Também é muito interessante como os relacionamentos são construídos. Sem muito romance, esqueçam isso. É o sentimento de proteção que Amy desperta nos outros. É a forma como as pessoas da colônia vivem depois de tanto tempo que o exercito os deixou lá prometendo voltar. É intenso como mesmo em situações tão desesperadoras e contra toda a probabilidade os personagens mantem a esperança. E vão atrás do que querem mesmo que pareça causa perdida. Não digo que a fé é mantida pois com o passar do tempo a religião não é mais difundida como antes.
“-não precisa ter medo.- não fique repetindo isso.Ele ficou tão pasmo com o modo direto de falar da garota que por um momento não disse nada.- certo. Isso é bom. Fico feliz por você não estar com medo.- não estou com medo – declarou Amy e começou a andar em direção ao Tahoe – Você é que está.”“sei que o que você fez exigiu muita coragem. Não quero que você pense que não notei. Mas não é disso que eu estou falando, na verdade. É fácil ter coragem quando a alternativa é a morte. Difícil é ter esperança. Você enxergou alguma coisa que ninguém mais conseguia ver e correu atrás. Isso é algo que eu jamais poderia fazer. ”“ agora tudo isso acabou. Tudo. E as estrelas. De vez em quando me pego pensando que é disso que eu mais sinto falta, do Tempo de Antes. Da janela do meu quarto dava para olhar por cima dos telhados dos prédios e das casas e ver aqueles pontos de luz no céu, pairando lá como se Deus o tivesse enfeitado para o Natal. Minha mãe me disse o nome de algumas estrelas e mostrou como a gente podia encontrar algumas imagens lá em cima, coisas simples, como colheres, pessoas e animais. Eu costumava pensar que a gente podia olhar para as estrelas e que aquilo era Deus, bem ali. Era como olhar direto no rosto dele. Precisava da escuridão para vê-lo direito. Talvez ele tenha se esquecido de nós, talvez não. talvez nós é que tenhamos esquecido, quando não pudemos mais ver as estrelas.
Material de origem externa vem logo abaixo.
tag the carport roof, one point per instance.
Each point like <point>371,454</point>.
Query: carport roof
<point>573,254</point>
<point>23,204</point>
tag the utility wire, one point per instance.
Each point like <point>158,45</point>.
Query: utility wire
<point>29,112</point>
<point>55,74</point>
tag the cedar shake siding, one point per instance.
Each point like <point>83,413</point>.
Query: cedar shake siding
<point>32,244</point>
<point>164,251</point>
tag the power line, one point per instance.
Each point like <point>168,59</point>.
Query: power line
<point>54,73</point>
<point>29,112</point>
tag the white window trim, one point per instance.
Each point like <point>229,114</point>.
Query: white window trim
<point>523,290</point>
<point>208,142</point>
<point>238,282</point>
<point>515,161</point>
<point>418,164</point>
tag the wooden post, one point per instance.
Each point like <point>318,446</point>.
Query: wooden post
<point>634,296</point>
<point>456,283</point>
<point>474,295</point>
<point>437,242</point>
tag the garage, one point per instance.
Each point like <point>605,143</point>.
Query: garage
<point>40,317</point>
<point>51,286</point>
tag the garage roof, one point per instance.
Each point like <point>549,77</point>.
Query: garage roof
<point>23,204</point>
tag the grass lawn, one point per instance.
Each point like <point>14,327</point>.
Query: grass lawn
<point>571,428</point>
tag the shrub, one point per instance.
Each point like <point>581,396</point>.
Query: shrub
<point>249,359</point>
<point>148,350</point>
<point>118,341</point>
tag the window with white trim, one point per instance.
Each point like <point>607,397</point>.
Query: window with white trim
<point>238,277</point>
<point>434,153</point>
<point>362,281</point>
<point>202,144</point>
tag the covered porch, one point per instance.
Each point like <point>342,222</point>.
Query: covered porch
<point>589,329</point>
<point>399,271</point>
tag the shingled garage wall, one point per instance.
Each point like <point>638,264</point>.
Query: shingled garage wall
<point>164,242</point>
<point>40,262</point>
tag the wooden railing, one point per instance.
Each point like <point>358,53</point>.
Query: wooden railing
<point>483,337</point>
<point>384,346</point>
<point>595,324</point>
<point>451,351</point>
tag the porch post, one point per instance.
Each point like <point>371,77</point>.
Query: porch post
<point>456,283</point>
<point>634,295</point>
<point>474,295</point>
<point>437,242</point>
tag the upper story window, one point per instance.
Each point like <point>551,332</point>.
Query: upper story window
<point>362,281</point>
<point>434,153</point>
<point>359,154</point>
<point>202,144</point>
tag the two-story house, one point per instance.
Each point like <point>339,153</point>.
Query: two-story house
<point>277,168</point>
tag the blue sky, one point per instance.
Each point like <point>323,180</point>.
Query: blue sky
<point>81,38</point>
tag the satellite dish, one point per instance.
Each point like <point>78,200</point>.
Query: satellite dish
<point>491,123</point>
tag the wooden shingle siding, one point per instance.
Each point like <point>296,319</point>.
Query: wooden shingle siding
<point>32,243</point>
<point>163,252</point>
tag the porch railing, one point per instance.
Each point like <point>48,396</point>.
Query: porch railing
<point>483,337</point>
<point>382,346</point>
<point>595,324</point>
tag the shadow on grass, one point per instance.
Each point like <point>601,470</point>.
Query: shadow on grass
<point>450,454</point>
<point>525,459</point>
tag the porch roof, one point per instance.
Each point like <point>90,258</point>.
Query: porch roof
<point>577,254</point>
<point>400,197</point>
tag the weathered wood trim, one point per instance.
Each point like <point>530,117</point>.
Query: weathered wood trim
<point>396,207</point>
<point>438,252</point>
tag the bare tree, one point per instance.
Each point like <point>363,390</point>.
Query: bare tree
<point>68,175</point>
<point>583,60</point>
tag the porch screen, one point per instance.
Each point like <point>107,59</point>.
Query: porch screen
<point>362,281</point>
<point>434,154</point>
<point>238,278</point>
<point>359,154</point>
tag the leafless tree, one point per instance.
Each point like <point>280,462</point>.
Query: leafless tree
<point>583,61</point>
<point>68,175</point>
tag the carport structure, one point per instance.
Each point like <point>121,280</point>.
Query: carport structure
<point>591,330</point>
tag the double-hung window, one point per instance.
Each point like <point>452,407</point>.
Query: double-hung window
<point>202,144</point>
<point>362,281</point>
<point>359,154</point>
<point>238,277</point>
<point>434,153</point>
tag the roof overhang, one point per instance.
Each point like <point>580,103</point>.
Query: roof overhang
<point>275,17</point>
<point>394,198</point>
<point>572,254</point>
E para dizer a verdade elas são a única coisa que eu gostaria de ver de novo antes de morrer.”“E nesse momento Michael percebeu que o lugar onde guardava o medo estava vazio. Ele, Michael, o Circuito, não estava com medo. O que sentiu era mais parecido com raiva – uma irritação enorme e exausta, como a que alguém sente quando uma mosca fica zumbindo ao redor do seu rosto por um tempo longo demais. Diabos, pensou, guiando as mãos para a bainha do cinto. Estou cansado dessas porras. Talvez haja 40 milhões de vocês, talvez não. mas, nos próximos dois segundos, haverá um a menos”
Eu poderia passar horas aqui destrinchando cada pequena característica do livro, mas isso obviamente estragaria o prazer de vocês descobrirem por si só e acho até que já falei demais. Se alguém já leu, sinta-se a vontade para tecer seus próprios comentários e criticas.
“Todos aqueles anos esperando o exercito e, no final das contas, o exercito somos nós.”